2.3. Connecting theory to measurements

Seeking to validate the unsteady aerodynamic theory derived in § 2.1, membrane deformation measurements obtained by Gehrke et al. (Reference Gehrke, Richeux, Uksul and Mulleners2022) along the mid-wingspan section are converted first to body-fixed coordinates, normalised by the instantaneous semi-chord length, and decomposed into a Fourier series expansion (2.6) (see figures 3c and 3d, respectively). The resultant Fourier coefficients are then used to compute the theoretical sectional lift coefficient, $C_{l_d}(t)$ , via (2.15).

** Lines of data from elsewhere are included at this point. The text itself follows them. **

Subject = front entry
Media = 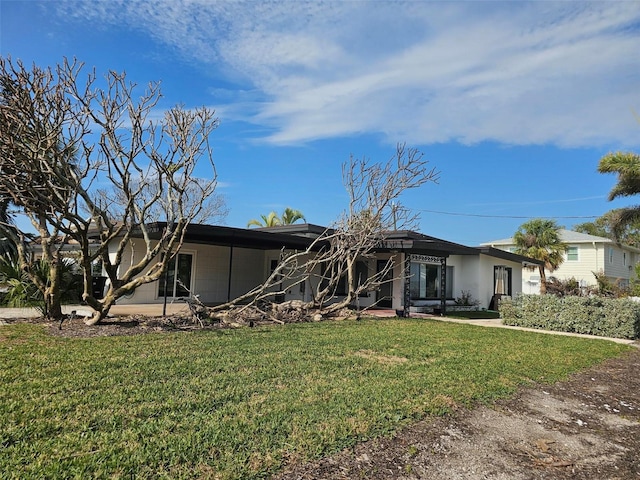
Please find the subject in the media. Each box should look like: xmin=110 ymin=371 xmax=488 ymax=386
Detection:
xmin=376 ymin=260 xmax=393 ymax=308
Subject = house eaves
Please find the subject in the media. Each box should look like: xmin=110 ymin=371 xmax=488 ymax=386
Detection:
xmin=138 ymin=222 xmax=313 ymax=250
xmin=477 ymin=247 xmax=544 ymax=267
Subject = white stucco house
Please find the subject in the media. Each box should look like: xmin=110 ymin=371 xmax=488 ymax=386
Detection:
xmin=110 ymin=224 xmax=539 ymax=314
xmin=482 ymin=229 xmax=640 ymax=293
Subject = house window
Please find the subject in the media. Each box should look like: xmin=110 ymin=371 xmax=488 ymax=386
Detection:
xmin=335 ymin=260 xmax=369 ymax=297
xmin=410 ymin=262 xmax=453 ymax=300
xmin=158 ymin=253 xmax=193 ymax=297
xmin=493 ymin=265 xmax=512 ymax=295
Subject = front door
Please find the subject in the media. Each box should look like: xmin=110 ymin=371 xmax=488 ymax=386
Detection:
xmin=376 ymin=260 xmax=393 ymax=308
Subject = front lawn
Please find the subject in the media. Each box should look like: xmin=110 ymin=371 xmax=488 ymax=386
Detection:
xmin=0 ymin=319 xmax=629 ymax=479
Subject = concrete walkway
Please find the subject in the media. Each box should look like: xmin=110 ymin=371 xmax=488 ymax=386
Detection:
xmin=0 ymin=302 xmax=638 ymax=345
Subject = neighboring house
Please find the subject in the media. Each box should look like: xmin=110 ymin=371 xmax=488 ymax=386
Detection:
xmin=110 ymin=224 xmax=539 ymax=313
xmin=482 ymin=229 xmax=640 ymax=293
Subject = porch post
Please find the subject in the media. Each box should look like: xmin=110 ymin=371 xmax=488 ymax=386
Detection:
xmin=402 ymin=253 xmax=411 ymax=318
xmin=227 ymin=245 xmax=233 ymax=302
xmin=440 ymin=257 xmax=447 ymax=317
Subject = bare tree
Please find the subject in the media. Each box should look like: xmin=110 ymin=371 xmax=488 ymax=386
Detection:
xmin=0 ymin=59 xmax=218 ymax=324
xmin=212 ymin=144 xmax=439 ymax=319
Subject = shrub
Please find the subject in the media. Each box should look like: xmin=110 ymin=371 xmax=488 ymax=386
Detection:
xmin=500 ymin=295 xmax=640 ymax=339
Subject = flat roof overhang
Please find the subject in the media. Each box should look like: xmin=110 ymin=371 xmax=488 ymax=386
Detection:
xmin=141 ymin=222 xmax=320 ymax=250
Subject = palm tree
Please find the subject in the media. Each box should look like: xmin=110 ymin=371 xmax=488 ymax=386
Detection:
xmin=247 ymin=212 xmax=280 ymax=228
xmin=280 ymin=207 xmax=307 ymax=225
xmin=513 ymin=218 xmax=567 ymax=294
xmin=598 ymin=152 xmax=640 ymax=239
xmin=247 ymin=207 xmax=306 ymax=227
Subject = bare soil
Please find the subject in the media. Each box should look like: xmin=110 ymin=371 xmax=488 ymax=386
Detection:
xmin=6 ymin=316 xmax=640 ymax=480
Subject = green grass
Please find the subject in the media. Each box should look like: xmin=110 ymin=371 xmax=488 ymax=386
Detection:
xmin=0 ymin=319 xmax=629 ymax=479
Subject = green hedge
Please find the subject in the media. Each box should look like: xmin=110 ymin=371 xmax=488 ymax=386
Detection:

This result yields the finite-wing lift contribution from membrane deformation:

(2.18) \begin{align} C_{L_d}(t) = \frac {C_{L_\alpha }}{2\pi } \frac {c(t)}{\overline {c}} C_{l_d}(t) , \end{align}

where $c(t)$ and $\overline {c}$ are the instantaneous and reference chord length, respectively. The finite-wing lift slope $C_{L_\alpha }$ is obtained using the two-station approximation (e.g. Anderson Reference Anderson2024, pp. 451–454) for a rectangular wing of aspect ratio , matching the wing geometry used in the experiments of Gehrke et al. (Reference Gehrke, Richeux, Uksul and Mulleners2022).

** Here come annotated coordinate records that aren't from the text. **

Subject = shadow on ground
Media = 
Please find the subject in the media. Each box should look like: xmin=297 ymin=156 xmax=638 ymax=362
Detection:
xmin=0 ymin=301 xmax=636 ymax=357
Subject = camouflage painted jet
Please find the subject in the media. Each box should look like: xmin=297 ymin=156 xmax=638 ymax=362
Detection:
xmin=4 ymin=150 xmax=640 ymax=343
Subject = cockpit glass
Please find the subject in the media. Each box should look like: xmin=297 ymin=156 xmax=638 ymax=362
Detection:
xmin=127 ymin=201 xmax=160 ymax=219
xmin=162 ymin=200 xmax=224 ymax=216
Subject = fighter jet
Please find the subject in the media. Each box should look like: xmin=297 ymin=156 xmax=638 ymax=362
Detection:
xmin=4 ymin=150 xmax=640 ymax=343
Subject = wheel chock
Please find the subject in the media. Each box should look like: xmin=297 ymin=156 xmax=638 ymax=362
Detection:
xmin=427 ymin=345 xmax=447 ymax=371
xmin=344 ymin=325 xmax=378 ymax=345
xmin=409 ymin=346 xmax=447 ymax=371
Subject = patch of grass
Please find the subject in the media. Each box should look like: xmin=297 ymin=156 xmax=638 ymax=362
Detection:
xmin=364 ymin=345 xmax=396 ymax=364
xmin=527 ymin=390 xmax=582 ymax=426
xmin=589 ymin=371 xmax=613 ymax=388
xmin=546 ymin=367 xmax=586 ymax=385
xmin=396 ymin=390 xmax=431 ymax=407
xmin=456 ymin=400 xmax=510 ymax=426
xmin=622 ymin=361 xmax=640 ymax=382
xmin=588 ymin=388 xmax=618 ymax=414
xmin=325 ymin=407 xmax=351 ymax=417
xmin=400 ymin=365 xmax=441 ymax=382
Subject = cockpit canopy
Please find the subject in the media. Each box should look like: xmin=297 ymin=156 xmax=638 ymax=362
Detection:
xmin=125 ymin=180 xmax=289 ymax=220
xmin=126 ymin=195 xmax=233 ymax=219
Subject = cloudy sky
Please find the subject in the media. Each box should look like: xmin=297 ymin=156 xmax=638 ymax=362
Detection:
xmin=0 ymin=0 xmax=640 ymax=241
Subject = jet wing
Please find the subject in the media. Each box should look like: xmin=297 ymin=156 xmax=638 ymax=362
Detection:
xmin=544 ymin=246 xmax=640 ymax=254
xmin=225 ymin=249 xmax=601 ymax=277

The corresponding experimental value for the lift coefficient due to membrane deformation is obtained by calculating the difference between the lift coefficient measured for the membrane wing and the lift coefficient obtained on a rigid flat plate that undergoes an equivalent prescribed flapping motion (see figure 3e). The resultant experimental lift coefficient due to membrane deformation is then compared with the corresponding theoretical value (2.18) for every experimental scenario considered (e.g. figure 3f). Note that for cases of dominant first-mode oscillations the sectional lift coefficient in (2.18) can be obtained from the approximate expression (2.17). In the scenario presented in figure 3, the first Fourier coefficient is clearly the most dominant coefficient and therefore the lift coefficient predicted with the single-mode approximation is practically indistinguishable from the full-model prediction. However, for more general cases, in which higher-mode oscillations are observable in the membrane dynamic response, the full model (2.15) is necessary to predict the sectional lift coefficient. Such higher-mode oscillations are expected, for example, in cases of higher reduced frequency, beyond the first natural frequency of the membrane. An alternative use of the standard unsteady aerodynamic model with constant free-stream velocity significantly under-predicts the lift coefficient, while a quasi-steady model strongly over-predicts the response (figure 3f), highlighting the importance of including the effect of the variable free-stream velocity and the shedding wake in the predictive model. Note that the grey areas in figure 3(b,d–f) mark the time intervals during which the angle of attack varies in time in the experiments, violating the theory assumptions. Therefore, the theoretical prediction, in which only effects of the instantaneous angle of attack are considered, is expected to agree with the experimental results for $0.08\lt t/T\lt 0.42$ , with a less favourable agreement in the grey-shaded areas.